Der chinesische Olympiakritiker

Seit Mai hat Hu Jia bereits in Peking unter Hausarrest gestanden. Weil im Internetzeitalter aber mutigen chinesischen Dissidenten damit nicht der Kontakt mit der Außenwelt genommen ist, lassen sie sich auch nicht mehr so einfach den Mund verbieten. Der 34-jährige Hu nahm sogar am 27. November per Webcam an einer Anhörung des Europaparlaments teil. Dabei bezeichnete er die für August 2008 in Peking geplanten Olympischen Spiele als „Desaster für die Menschenrechte“ und kritisierte, dass hohe Staatssicherheitsbeamte die Spiele mitorganisierten.

Es ist unklar, ob es genau diese Äußerungen waren, die am vergangenen Donnerstag zur Festnahme Hus führten, die erst am Samstag bekannt wurde. Offiziell wurde „Anstiftung zur Untergrabung der Staatsgewalt“ genannt. Tatsache ist, dass Hus Fall wieder den Blick auf die Menschenrechte in China wirft und seine Aussage zu den Olympischen Spielen nur bestätigt, sollte seine Kritik an dem Ereignis mit seiner Festnahme zusammenhängen.

Hu und seine zehn Jahre jüngere Frau, die Bloggerin Zen Jinyan, zählen zur neuen Generation chinesischer Cyberdissidenten, die mutig gesellschaftliche Missstände thematisieren. Hu engagierte sich bereits als Informatikstudent in Umweltorganisationen. Er setzte sich für die Rettung tibetischer Antilopen ein und trat zum tibetischen Buddhismus über. Der deutschen Kanzlerin Angela Merkel hatte er nach eigenen Aussagen für ihr Treffen mit dem Dalai Lama gedankt. Das hatte Berlins Beziehungen zu Peking in eine Krise gestürzt. Seine im November geborene Tochter ließ seine Frau sogar vom Dalai Lama im indischen Exil segnen. Peking sieht im Oberhaupt der Tibeter einen Separatisten.
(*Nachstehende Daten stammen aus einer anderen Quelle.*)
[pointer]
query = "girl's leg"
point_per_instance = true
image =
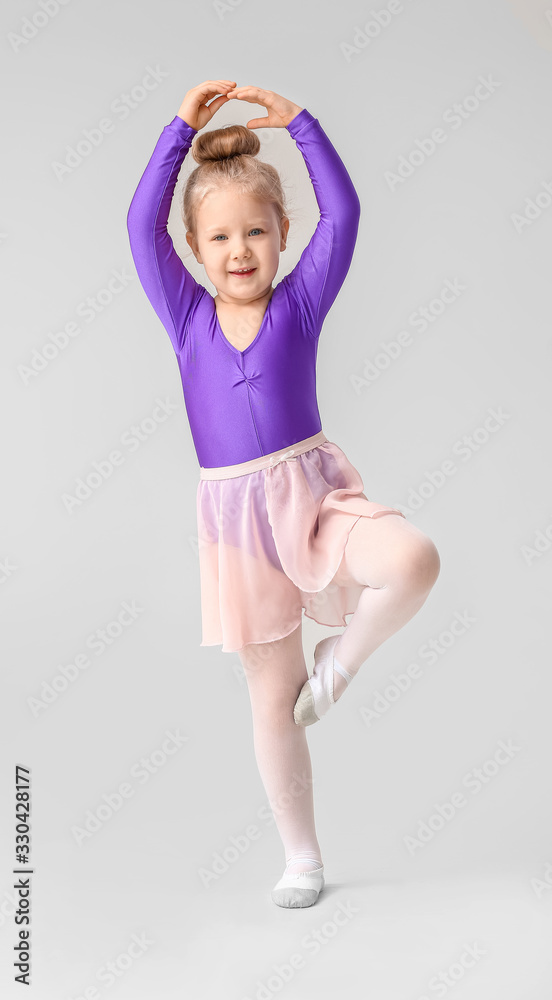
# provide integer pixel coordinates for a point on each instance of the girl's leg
(275, 673)
(397, 564)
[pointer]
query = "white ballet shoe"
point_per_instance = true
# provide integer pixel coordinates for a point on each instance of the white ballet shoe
(299, 888)
(316, 696)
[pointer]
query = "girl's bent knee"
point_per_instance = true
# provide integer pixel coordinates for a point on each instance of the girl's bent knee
(420, 563)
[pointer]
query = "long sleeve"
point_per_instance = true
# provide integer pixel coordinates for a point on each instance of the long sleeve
(323, 265)
(169, 286)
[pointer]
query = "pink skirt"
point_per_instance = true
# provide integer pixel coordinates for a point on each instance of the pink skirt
(271, 536)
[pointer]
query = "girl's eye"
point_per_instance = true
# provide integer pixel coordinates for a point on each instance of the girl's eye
(257, 229)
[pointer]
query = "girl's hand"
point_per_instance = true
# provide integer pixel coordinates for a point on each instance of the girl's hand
(194, 109)
(280, 110)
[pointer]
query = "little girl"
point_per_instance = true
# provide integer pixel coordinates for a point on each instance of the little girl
(283, 523)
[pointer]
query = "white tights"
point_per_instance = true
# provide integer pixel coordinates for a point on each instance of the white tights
(397, 565)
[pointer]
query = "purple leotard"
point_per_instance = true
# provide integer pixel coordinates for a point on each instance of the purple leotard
(245, 404)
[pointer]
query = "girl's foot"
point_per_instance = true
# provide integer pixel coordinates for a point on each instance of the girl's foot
(317, 694)
(299, 888)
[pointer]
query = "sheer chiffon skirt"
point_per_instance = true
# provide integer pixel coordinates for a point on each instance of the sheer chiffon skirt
(270, 542)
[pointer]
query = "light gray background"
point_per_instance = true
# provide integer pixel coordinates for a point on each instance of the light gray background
(481, 879)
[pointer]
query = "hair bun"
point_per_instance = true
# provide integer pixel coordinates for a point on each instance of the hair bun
(224, 143)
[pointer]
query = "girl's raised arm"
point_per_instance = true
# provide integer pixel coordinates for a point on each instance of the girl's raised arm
(323, 265)
(170, 287)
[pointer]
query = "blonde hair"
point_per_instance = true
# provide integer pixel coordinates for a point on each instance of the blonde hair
(228, 156)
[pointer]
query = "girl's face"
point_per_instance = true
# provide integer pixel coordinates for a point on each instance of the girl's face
(236, 231)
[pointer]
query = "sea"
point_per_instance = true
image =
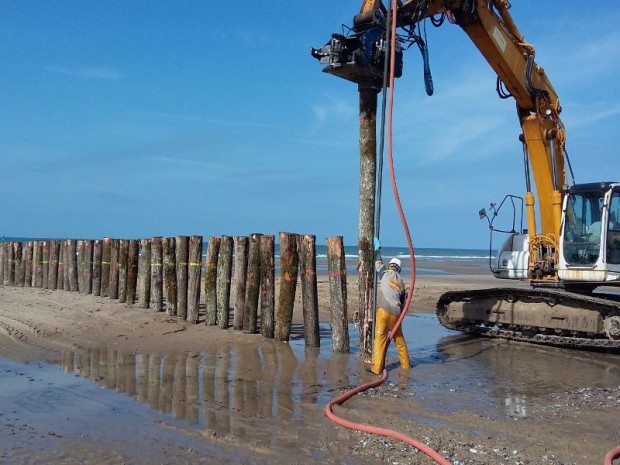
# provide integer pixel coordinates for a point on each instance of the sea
(426, 258)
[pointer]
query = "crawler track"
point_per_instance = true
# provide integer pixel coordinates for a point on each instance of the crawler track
(540, 316)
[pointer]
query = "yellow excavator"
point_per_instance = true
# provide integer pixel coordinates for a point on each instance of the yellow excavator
(571, 247)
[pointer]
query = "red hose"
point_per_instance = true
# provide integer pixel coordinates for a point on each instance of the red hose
(363, 387)
(611, 455)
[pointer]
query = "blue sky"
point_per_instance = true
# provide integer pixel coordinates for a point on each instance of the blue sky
(148, 118)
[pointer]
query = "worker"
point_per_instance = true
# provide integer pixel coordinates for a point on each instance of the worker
(391, 297)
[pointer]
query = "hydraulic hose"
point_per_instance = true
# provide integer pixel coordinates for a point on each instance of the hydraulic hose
(384, 375)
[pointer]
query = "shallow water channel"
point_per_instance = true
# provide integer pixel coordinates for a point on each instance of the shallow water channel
(129, 406)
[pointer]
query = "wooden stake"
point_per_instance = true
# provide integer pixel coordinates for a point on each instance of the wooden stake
(252, 286)
(338, 294)
(366, 232)
(267, 285)
(144, 274)
(132, 270)
(20, 271)
(106, 254)
(60, 281)
(37, 264)
(194, 270)
(224, 275)
(157, 275)
(3, 262)
(46, 264)
(182, 252)
(72, 264)
(309, 292)
(123, 256)
(241, 266)
(289, 259)
(113, 284)
(213, 250)
(28, 267)
(52, 279)
(170, 275)
(81, 266)
(97, 268)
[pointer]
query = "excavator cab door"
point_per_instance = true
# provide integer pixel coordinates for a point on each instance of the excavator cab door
(590, 242)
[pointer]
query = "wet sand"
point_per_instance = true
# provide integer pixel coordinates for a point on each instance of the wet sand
(85, 379)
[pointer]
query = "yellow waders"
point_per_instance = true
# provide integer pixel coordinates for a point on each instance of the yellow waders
(385, 322)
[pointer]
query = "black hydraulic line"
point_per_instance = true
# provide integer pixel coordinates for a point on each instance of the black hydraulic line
(379, 187)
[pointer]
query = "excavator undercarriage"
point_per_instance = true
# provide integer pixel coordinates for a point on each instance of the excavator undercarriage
(541, 316)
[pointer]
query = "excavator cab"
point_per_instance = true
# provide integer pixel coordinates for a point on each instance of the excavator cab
(590, 242)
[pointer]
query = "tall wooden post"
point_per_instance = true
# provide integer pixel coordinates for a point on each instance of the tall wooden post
(182, 251)
(2, 262)
(80, 247)
(37, 265)
(46, 264)
(123, 255)
(52, 279)
(194, 271)
(19, 264)
(252, 285)
(28, 268)
(62, 264)
(338, 294)
(71, 269)
(309, 292)
(106, 255)
(113, 283)
(241, 266)
(170, 275)
(144, 274)
(157, 275)
(289, 261)
(97, 257)
(224, 275)
(366, 232)
(267, 285)
(213, 249)
(132, 270)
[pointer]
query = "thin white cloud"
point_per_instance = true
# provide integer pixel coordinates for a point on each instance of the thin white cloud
(595, 114)
(88, 72)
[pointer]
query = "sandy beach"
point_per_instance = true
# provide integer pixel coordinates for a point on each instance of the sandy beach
(182, 393)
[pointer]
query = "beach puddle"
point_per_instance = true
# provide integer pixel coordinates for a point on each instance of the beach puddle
(270, 396)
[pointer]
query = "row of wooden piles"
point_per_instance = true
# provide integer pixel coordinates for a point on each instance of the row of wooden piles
(168, 274)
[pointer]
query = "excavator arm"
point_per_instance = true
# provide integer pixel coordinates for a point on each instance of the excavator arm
(578, 251)
(360, 57)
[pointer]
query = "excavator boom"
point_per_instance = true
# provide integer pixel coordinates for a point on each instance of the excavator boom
(559, 248)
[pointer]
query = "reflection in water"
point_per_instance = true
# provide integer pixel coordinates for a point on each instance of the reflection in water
(514, 376)
(224, 390)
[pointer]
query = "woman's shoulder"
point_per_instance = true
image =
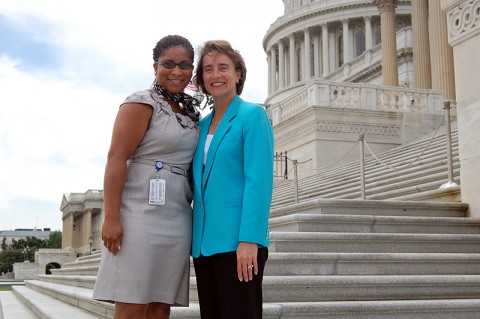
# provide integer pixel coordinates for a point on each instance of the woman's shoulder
(250, 108)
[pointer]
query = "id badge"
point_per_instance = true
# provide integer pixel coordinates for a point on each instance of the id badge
(156, 194)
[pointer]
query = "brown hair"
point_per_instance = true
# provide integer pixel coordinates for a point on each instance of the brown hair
(221, 46)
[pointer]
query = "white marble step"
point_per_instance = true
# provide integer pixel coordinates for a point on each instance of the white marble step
(12, 307)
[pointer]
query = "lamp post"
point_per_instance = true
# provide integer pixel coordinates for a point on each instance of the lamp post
(25, 254)
(90, 241)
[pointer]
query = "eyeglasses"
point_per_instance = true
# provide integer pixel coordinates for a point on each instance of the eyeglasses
(169, 64)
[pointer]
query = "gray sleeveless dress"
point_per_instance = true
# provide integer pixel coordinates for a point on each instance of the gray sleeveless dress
(153, 263)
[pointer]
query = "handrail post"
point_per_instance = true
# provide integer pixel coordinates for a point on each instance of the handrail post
(448, 135)
(295, 177)
(362, 166)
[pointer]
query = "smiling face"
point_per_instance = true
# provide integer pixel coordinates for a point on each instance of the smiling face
(174, 80)
(220, 76)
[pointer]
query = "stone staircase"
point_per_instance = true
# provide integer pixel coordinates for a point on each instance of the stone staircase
(338, 257)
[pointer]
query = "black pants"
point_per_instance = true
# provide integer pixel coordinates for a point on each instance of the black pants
(221, 294)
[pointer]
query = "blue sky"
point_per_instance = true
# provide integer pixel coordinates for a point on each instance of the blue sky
(65, 67)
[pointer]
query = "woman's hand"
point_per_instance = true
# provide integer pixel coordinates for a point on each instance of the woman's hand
(247, 261)
(112, 233)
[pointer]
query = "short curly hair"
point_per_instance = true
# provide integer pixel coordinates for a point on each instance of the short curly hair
(169, 41)
(221, 46)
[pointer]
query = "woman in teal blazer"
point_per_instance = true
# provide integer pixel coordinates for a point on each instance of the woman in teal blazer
(233, 177)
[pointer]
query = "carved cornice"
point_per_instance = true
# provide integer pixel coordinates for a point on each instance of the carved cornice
(335, 127)
(463, 21)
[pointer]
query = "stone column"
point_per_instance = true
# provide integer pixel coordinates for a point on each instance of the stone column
(308, 56)
(368, 33)
(273, 69)
(326, 69)
(293, 65)
(441, 53)
(346, 51)
(281, 65)
(421, 47)
(389, 41)
(316, 55)
(67, 231)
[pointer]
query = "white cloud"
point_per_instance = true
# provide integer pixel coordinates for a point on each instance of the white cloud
(56, 117)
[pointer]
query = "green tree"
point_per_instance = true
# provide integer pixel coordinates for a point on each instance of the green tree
(54, 240)
(30, 242)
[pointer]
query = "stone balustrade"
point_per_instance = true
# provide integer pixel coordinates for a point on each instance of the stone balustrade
(354, 96)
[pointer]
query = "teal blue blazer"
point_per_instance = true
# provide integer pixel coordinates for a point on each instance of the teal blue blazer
(233, 191)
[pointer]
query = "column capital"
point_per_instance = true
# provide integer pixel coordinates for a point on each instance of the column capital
(385, 5)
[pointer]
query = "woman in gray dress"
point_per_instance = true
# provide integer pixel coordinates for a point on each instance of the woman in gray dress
(148, 216)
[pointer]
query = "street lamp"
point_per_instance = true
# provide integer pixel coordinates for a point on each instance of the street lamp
(90, 241)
Im Jahr 2000 hatte Hu Kontakte zu Aidsaktivisten bekommen und sich fortan in Organisationen engagiert, die sich für Aufklärung einsetzten und Aidsopfer und -waisen unterstützten. Das ist in China ein heikles Thema, da sich die Immunschwächekrankheit auch durch Behördenversagen ausgebreitet hat, was offiziell lange vertuscht wurde. In einem Blog kritisierte Hu auch Ministerpräsident Wen Jiabaos Besuch eines Dorfes mit vielen Infizierten am Weltaidstag als „Show“.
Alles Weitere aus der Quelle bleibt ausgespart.